New Passover Materials: Tip sheets and handouts explain how tens of millions are still enslaved worldwide, generating $150 billion in illicit profits for traffickers each year. The brochures outline what Jews can do to take action in 10 hours, 10 minutes or even 10 seconds. More than 90 percent of Jews around the world celebrate Passover with a Seder of some kind. The materials include readings, activities, songs, stories, blessings, foods, photographs, quotations, questions and challenges to engage people of all ages -- all designed to help Seder participants find fresh meaning and relevance in the foundational Passover narrative.
New Slavery Curriculum: Master educators from different Jewish movements have created innovative teaching materials on modern slavery, as it relates to Jewish history and values. This state-of-the-art curriculum includes materials for every age from kindergarten through adulthood. The curriculum is a valuable tool for Passover preparations, and it can be used throughout the year to teach the Book of Exodus and mitzvot (commandments), such as redeeming captives and loving the stranger.
"Slavery is not historical. It is happening now. And every person who sits down to a Seder can help end it," says Passover Project Founder, Rabbi Debra Orenstein of Congregation B'nai Israel in Emerson, New Jersey. "As long as other human beings are enslaved, no one is free. As Rabbi Israel Salanter taught, the material needs of my neighbor are my spiritual needs. Imagine if Moses, privileged and protected in Pharaoh's palace, had considered himself free, and done nothing to help liberate the Israelites?"
"Jews are commanded to 'Tell your children' so that the story of the liberation from slavery is never forgotten," says Free the Slaves Executive Director Maurice Middleberg. "When Jews participate in the Seder they fulfill a covenant with history to celebrate freedom. This covenant is also a promise to the present and the future. Delight at liberation in the past must be matched by a commitment to eradicating slavery today. Jews gather at the Seder and ask, 'Why is this night different from all other nights?' Let the answer be: 'We are modern abolitionists and this Passover we are part of the joyous work of liberation.'"
The new materials have been created as part of the Free the Slaves Passover Project, a five-year campaign to enlist Jewish schools, congregations and communities into a network mobilized against human trafficking throughout the year. More than 20 Jewish institutions have already signed up as Passover Project Partners.

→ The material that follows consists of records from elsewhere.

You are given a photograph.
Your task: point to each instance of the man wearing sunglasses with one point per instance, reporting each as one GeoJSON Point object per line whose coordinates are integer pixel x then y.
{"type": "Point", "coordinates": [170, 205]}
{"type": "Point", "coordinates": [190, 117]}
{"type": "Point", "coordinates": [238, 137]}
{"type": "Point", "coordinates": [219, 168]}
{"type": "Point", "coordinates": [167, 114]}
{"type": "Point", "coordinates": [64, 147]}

Judaism is deeply connected to the themes of slavery and freedom. The Torah instructs in Deuteronomy 24:18: "Remember that you were a slave in Egypt and that the Lord your God redeemed you from there. Therefore, I command you to do [justice]." The enslavement of Jews during biblical times -- and their subsequent exodus -- are a central narrative not only for Jewish people, but for others who have found hope in the biblical story.
If every person who attends a Seder learns a few facts about modern slavery, changes shopping habits in just a few small ways, donates a few dollars and reaches out to educate just a few additional people, we would liberate tens of thousands of human beings.